Un établissement médical de la bande de Gaza a signalé le décès de vingt-et-un enfants en l’espace de soixante-douze heures, victimes de malnutrition ou de privations alimentaires. Ces morts, survenues dans plusieurs structures sanitaires, illustrent l’ampleur de la crise humanitaire qui frappe la population palestinienne, soumise à un blocus israélien strict depuis près de deux ans.

Les conditions de vie dans l’enclave côtière, où survivent péniblement 2,4 millions d’habitants, se détériorent inexorablement. Les réserves de nourriture s’épuisent, les points de distribution d’aide sont régulièrement pris pour cible, et les hôpitaux, déjà débordés par les blessés de guerre, doivent désormais faire face à une flambée de cas de dénutrition sévère. Des images diffusées montrent des corps d’enfants réduits à l’état de squelettes, comme celui d’un adolescent de quatorze ans dont les parents ont été contraints de l’enterrer dans un linceul blanc.

Parallèlement, les opérations militaires se poursuivent avec une intensité croissante. Des frappes aériennes ont encore causé la mort d’une quinzaine de civils ces dernières heures, dont treize dans un camp de déplacés du nord du territoire. Des témoins évoquent des scènes de chaos, avec des tentes réduites en cendres et des familles prises sous les bombardements. Les ordres d’évacuation israéliens concernent désormais près de 90 % du territoire, laissant des dizaines de milliers de personnes sans refuge sûr.

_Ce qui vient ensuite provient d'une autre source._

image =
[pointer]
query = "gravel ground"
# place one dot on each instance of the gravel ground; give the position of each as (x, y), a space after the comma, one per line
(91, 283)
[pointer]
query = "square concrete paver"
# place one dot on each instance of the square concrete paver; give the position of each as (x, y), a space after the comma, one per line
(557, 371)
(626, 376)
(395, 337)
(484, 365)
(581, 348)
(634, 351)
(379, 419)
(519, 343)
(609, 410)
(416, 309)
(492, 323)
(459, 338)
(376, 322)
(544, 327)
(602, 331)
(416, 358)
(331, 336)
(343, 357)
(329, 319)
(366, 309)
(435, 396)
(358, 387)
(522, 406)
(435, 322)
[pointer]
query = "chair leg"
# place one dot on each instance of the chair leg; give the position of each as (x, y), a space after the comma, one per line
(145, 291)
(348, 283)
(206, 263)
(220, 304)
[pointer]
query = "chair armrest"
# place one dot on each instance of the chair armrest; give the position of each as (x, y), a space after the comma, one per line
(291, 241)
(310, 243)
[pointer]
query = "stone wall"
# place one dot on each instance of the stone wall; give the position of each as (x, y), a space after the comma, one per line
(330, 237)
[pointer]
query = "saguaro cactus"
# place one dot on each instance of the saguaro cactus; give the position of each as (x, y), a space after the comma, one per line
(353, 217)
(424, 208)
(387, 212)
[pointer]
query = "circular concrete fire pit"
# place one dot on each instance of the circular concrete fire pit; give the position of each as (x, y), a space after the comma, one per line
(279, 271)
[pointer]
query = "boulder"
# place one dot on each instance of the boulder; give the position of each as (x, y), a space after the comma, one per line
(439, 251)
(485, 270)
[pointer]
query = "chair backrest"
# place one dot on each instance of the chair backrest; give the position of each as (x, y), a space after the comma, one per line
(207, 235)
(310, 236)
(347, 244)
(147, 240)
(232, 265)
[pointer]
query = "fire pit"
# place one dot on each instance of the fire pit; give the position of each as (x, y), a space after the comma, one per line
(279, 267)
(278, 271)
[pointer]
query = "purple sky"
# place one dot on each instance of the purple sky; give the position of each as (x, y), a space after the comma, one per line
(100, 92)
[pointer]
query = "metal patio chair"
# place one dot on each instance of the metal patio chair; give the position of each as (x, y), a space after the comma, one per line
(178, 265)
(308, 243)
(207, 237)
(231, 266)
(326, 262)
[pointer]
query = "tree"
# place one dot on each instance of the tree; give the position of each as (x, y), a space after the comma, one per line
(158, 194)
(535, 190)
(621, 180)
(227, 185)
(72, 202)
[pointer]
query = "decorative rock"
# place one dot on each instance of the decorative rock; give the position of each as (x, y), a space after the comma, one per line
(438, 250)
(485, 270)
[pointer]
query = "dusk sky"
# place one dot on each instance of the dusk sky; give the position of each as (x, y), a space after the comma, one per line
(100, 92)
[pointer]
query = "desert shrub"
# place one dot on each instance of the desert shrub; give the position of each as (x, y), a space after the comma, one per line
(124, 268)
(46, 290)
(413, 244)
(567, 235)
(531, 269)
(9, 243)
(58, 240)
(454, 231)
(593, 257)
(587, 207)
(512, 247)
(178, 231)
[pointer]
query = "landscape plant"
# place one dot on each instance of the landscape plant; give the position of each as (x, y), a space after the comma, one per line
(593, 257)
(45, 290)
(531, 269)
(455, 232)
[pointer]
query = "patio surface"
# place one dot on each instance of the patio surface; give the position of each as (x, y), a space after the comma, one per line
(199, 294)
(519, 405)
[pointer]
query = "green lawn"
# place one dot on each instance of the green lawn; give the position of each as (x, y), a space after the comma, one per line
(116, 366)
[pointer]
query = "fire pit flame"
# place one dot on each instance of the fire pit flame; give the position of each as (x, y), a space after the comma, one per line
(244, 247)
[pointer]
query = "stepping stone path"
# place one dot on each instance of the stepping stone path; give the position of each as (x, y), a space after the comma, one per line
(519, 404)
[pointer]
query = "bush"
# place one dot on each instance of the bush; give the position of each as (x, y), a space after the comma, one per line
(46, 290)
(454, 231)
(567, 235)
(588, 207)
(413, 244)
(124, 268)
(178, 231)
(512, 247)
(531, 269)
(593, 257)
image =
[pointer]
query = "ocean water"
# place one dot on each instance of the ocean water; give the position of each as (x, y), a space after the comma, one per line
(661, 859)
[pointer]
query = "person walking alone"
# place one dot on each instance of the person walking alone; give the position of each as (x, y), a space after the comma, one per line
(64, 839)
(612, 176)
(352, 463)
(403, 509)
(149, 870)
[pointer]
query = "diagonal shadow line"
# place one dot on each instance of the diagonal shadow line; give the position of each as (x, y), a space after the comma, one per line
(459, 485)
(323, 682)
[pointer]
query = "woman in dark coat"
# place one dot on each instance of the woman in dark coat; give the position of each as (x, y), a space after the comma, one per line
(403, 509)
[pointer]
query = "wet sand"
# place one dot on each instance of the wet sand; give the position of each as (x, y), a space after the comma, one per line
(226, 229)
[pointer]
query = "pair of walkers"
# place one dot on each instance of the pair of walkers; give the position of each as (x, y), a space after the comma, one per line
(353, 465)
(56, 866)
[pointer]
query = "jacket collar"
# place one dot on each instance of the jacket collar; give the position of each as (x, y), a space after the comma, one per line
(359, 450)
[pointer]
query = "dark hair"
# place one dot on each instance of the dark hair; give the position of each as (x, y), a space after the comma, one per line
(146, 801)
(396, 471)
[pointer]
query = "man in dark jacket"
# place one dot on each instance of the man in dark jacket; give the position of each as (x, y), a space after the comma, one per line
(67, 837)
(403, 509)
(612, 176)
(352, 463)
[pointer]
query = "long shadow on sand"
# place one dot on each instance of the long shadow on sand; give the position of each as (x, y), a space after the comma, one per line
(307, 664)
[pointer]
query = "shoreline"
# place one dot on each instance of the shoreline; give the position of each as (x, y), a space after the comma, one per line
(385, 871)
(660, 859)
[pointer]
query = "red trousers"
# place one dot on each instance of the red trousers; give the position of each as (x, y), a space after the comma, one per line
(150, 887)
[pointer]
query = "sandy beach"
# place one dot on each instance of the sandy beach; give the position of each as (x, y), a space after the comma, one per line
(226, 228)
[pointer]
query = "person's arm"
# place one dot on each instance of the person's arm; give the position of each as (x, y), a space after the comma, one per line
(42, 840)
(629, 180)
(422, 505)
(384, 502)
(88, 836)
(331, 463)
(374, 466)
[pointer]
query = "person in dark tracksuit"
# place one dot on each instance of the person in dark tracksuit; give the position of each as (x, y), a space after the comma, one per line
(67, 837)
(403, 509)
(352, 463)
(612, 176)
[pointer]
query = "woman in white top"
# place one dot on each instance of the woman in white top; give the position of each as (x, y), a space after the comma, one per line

La communauté internationale multiplie les mises en garde contre les risques de violations du droit humanitaire. L’Organisation mondiale de la santé a dénoncé des intrusions armées dans ses locaux, tandis que des diplomates réclament un accès immédiat pour les observateurs et les médias. Les chiffres officiels font état de près de soixante mille morts depuis le début des hostilités, un bilan qui ne cesse de s’alourdir dans l’indifférence relative des capitales occidentales.

Cette situation dramatique place les organisations humanitaires devant un dilemme insoluble. Comment continuer à secourir une population prise entre les combats, la famine et l’effondrement complet des services publics ? Les appels à un cessez-le-feu immédiat restent lettre morte, alors que les belligérants semblent déterminés à poursuivre leur affrontement, quel qu’en soit le prix humain.